Secara keseluruhan, sistem sedimentasi yang berlangsung di cekungan ini
melalui siklus transgresi dan regresi serta beberapa sub siklus yang bersifat
lokal. Turunnya bagian tengah cekungan dan erosi yang aktif di bagian Tinggian
Meratus menyebabkan pengendapan sedimen yang banyak, membentuk urutan
endapan paralik hingga delta. Hal tersebut juga tercermin endapan batubara
yang relatif tebal pada Formasi Warukin.
Kualitas endapan batubara di cekungan ini termasuk pada batubara peringkat
rendah (lignit) dengan nilai kalori rendah (<5000 kcal/kg), kandungan sulfur
hingga 0,2%, karbon padat 31,4%, zat terbang 37,6%, kadar abu 3,3%,
kandungan air lembab bawaan 27,7% dan air lembab keseluruhan mencapai
34,5% (dalam Koesoemadinata, 2000). Untuk mewakili cekungan ini dipakai
Prinsip UBC
Pada prinsipnya proses UBC dirancang untuk menghasilkan produk batubara
dengan nilai kalor 6000 – 6500 kkal/kg dari batubara peringkat rendah yang
mempunyai nilai kalor 3500 – 4500 kkal/kg, melalui teknik pengurangan
kandungan air total dari 25 – 45% menjadi <5% .
Proses UBC
Proses UBC dilakukan dengan cara mencampurkan antara batubara asal dan
minyak residu kemudian dipanaskan pada suhu 150°C dengan tekanan hanya
350 kPa (35 atm) seperti pada Gambar 2.6. Penambahan minyak residu adalah
untuk menjaga kestabilan kadar air. Keunggulan proses ini selain suhu dan
tekanan yang cukup rendah, juga batubara yang dihasilkan cukup bersih karena
minyak residu yang ditambahkan pada saat proses dipisahkan dan dapat
digunakan kembali. Batubara produk proses UBC dapat berupa serbuk ataupun
bongkah (aglomerat) yang kemudian dibuat briket atau dalam bentuk slurry.

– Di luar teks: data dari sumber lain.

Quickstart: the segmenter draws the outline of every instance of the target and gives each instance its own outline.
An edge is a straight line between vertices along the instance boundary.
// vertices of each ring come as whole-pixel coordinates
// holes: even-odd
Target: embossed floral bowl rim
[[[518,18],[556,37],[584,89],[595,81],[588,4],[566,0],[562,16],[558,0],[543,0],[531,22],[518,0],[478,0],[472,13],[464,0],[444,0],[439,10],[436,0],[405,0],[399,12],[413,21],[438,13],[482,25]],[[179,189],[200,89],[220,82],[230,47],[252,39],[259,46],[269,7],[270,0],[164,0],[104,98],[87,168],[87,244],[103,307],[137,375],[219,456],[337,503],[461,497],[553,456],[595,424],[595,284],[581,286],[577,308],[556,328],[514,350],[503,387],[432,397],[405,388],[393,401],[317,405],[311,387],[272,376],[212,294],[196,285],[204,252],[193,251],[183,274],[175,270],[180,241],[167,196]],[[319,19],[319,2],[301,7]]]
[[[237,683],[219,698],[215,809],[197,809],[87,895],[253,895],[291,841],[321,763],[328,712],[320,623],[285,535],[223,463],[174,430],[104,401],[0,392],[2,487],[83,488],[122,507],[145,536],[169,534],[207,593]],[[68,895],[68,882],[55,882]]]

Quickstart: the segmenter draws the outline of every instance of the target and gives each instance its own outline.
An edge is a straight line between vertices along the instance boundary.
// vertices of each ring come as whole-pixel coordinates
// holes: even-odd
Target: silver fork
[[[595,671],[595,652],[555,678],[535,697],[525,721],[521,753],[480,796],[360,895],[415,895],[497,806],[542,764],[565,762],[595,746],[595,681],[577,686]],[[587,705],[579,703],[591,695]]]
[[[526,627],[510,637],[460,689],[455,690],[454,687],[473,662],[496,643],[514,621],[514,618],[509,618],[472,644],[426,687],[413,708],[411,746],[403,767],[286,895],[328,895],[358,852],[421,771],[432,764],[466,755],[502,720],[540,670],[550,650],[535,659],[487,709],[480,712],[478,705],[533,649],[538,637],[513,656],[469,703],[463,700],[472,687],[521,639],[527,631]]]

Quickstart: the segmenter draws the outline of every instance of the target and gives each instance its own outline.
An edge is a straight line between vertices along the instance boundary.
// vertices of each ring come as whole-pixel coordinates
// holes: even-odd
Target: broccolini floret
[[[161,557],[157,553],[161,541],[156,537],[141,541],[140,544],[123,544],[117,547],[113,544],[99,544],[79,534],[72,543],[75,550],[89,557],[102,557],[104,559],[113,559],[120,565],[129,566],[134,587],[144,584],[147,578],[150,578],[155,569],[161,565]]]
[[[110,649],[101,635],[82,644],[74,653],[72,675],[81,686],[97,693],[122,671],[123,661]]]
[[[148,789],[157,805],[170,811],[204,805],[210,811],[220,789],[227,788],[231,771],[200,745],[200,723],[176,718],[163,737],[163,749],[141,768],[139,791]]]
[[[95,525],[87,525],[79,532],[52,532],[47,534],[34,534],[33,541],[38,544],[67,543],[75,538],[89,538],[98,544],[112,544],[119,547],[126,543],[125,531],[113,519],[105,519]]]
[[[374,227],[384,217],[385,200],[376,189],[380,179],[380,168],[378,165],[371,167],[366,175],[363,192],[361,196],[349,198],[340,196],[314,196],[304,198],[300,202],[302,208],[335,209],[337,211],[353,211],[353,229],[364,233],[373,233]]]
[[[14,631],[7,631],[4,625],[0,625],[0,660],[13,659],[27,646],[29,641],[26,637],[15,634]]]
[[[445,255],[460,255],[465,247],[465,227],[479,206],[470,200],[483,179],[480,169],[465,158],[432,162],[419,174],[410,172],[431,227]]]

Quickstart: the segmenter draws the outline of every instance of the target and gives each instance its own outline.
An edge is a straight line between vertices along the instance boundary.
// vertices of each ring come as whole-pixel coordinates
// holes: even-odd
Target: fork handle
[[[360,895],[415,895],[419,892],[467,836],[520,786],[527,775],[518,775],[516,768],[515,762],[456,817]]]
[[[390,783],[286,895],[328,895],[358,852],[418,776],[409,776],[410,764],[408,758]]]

Polusi pada air buangan akan sangat minimum karena proses yang berlangsung
adalah secara fisika, sehingga tidak terjadi reaksi kimia atau pirolisa
Hasil UBC
Dengan berhasilnya penelitian pilot plant ini, diharapkan batubara peringkat
rendah yang merupakan cadangan terbesar dimiliki Indonesia (± 70% dari total
cadangan 39 milyar ton) dapat ditingkatkan kualitasnya sehingga mempunyai
sifat menyerupai batubara peringkat tinggi (bituminous), yaitu jenis batubara
yang ideal untuk diekspor. Dengan kata lain proses UBC dapat menyiapkan
batubara yang sesuai dengan spesifikasi pasar, sehingga industri pertambangan
batubara di Indonesia dapat terus tumbuh memberikan kontribusinya sebagai
pemasok energi dalam negeri dan untuk meningkatkan ekspor di masa
mendatang.
Petrografi Batubara
Petrografi batubara adalah ilmu yang mempelajari komponen-komponen
organik (maceral) dan anorganik (mineral matter) secara mikroskopik. Seperti
pada petrografi mineral, petrografi batubara memerikan komponen-komponen
penyusun batubara secara kualitatif dan kuantitatif untuk mengetahui asal mula
dan genesa pembentukkan batubara.
Gambaran Sejarah
Lahirnya ilmu petrografi batubara sering dihubungkan dengan dua nama tokoh
penting yaitu M. Stope (1919) dan Thiessen (1920) (dikutip dari Nining, N.S.,
2001). Keduanya adalah ahli paleobotani. Selain mereka juga ada dua ahli dari
Jerman yaitu H. Potonie (1920) dan yang banyak memberikan pemikiran penting
dalam ilmu ini.
Stope dan Thiessen mengembangkan ide-ide dalam hal terminalogi dan
klasifikasi batubara dengan menggunakan mikroskop cahaya tembus, tetapi
kemudian Stope lebih lanjut memperdalam pengamatannya menggunakan
cahaya pantul. Pemikiran Thiessen menganai klasifikasi batubara berdasarkan
sistem U.S. Bureau of Mines. Salah satu hasil penelitian mereka yang sangat
penting adalah informasi mengenai tanaman asal pembentuk batubara.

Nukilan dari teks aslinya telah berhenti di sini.